A lot of people ask me, “Robyn, what’s your favorite scene from The Guns Above?”
Okay, actually, a lot of people don’t. In fact, no one has ever asked me that. But they should! By all rights, that should be the second most common question people ask me, just behind, “How do you cope with being so talented and beautiful at the same time?” The answer to that one is, I don’t. The pressure tears me up inside.
And to answer the other, please enjoy the first scene of chapter 3, in which one of our heroes contemplates the age-old question of why we fight.
Chapter 3
As the first light of dawn crept over the windowsill of his hotel room, Bernat lay in an empty bed, somewhere between sleep and alertness, waiting and hoping for a knock on his door that would bring the semaphore reply from his mother. As dawn grew brighter and anxiety slowly won out over slumber, he finally opened his eyes and stared at the plaster ceiling. At length, the bell towers chimed out the hour.

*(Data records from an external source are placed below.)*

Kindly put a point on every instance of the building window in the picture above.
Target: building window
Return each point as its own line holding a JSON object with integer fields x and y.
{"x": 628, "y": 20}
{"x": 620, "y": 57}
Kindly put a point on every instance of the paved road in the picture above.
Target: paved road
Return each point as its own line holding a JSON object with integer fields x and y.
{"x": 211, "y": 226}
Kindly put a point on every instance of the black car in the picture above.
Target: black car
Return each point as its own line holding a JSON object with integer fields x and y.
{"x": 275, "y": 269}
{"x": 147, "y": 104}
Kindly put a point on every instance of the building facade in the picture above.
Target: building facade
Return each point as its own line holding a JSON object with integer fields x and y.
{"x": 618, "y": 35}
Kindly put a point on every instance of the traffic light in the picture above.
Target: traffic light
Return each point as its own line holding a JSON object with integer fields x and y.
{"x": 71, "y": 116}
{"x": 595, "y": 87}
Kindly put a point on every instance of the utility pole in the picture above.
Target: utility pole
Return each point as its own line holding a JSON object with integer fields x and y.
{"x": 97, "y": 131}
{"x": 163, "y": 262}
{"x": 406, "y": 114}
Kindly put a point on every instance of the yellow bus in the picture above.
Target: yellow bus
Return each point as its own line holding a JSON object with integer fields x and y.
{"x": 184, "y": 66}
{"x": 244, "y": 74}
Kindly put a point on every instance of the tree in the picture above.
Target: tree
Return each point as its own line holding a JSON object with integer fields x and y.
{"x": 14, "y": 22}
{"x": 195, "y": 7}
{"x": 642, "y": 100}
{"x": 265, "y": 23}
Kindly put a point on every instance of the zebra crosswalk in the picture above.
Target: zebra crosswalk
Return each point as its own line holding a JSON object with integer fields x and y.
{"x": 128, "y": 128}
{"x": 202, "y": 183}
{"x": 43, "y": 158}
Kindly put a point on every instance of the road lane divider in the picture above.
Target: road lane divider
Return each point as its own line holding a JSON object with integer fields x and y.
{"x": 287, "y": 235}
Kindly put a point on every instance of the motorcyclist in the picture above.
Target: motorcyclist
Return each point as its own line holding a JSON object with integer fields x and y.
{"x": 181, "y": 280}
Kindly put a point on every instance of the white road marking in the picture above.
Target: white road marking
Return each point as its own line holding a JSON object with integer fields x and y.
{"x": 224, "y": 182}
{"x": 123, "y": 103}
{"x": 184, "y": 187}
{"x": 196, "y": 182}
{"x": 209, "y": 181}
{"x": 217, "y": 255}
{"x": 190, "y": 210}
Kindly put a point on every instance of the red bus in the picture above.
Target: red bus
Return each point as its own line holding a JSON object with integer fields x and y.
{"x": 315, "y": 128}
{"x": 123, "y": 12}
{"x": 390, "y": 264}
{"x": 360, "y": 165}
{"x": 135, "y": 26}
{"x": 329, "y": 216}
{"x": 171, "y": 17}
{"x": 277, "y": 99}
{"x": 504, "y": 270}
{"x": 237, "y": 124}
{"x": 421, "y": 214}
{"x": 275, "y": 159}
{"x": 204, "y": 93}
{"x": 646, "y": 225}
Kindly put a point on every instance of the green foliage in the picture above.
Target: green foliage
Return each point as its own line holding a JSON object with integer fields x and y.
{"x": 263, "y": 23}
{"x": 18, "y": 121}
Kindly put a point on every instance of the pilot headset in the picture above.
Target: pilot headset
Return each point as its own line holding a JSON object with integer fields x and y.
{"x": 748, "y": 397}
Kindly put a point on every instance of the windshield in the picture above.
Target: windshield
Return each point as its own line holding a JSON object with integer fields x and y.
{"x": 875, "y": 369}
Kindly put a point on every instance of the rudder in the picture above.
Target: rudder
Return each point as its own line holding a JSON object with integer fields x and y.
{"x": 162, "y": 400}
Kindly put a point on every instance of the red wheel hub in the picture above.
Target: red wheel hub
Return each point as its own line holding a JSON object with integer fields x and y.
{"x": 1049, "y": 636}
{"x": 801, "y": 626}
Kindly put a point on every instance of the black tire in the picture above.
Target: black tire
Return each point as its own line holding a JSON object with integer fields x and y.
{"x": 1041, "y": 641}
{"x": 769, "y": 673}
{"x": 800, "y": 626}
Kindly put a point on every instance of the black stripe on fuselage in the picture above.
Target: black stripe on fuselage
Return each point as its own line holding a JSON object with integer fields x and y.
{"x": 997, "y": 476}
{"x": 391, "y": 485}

Ten o’clock. Dreadfully early. Surely no one with any sense would be found out of bed at this hour. But he couldn’t sleep for worrying, so he rose, dressed, and went downstairs. After breakfast, with too little money for real entertainment, he passed the time by reading the morning paper in the hotel’s stylish parlor. Whenever the front doors opened, he looked up to see if it was a semaphore messenger with his money, and each time he lost his place and couldn’t remember a thing about the story he was reading.
“You know, that same newspaper had an article the other day. They said women ought not to be allowed in the air corps at all.”
If not for the thick Sotrian accent, Bernat might have taken the gentleman sitting across from him for an inhabitant of Arle. He wore the white robe and tight embroidered cap popular among tradesmen and other petite burghers in this city—popular here because they were popular in the neighboring land of Sotra, and the locals still thought themselves half-Sotrian, though it had been centuries since Arle sat inside those borders.
“I beg your pardon?” Bernat asked.
“That woman all the papers are talking about,” the Sotrian said. “They didn’t even want her in an airship before. You Garnians are so damn fickle. I think if I ask any person on the street out there, they can’t even tell me why you’re fighting Vinzhalia in the first place.”
Bernat had never been burdened with excessive patriotism. National pride was a habit better suited to the commoners, and simply wasn’t proper among the ruling class. But propriety was one thing, and this jackass giving insult to his country was another. He put his paper down and said, “We’re fighting them, sir, because they are a bunch of godless royalists who scheme to take our lands, rape our women, and destroy our very way of life.”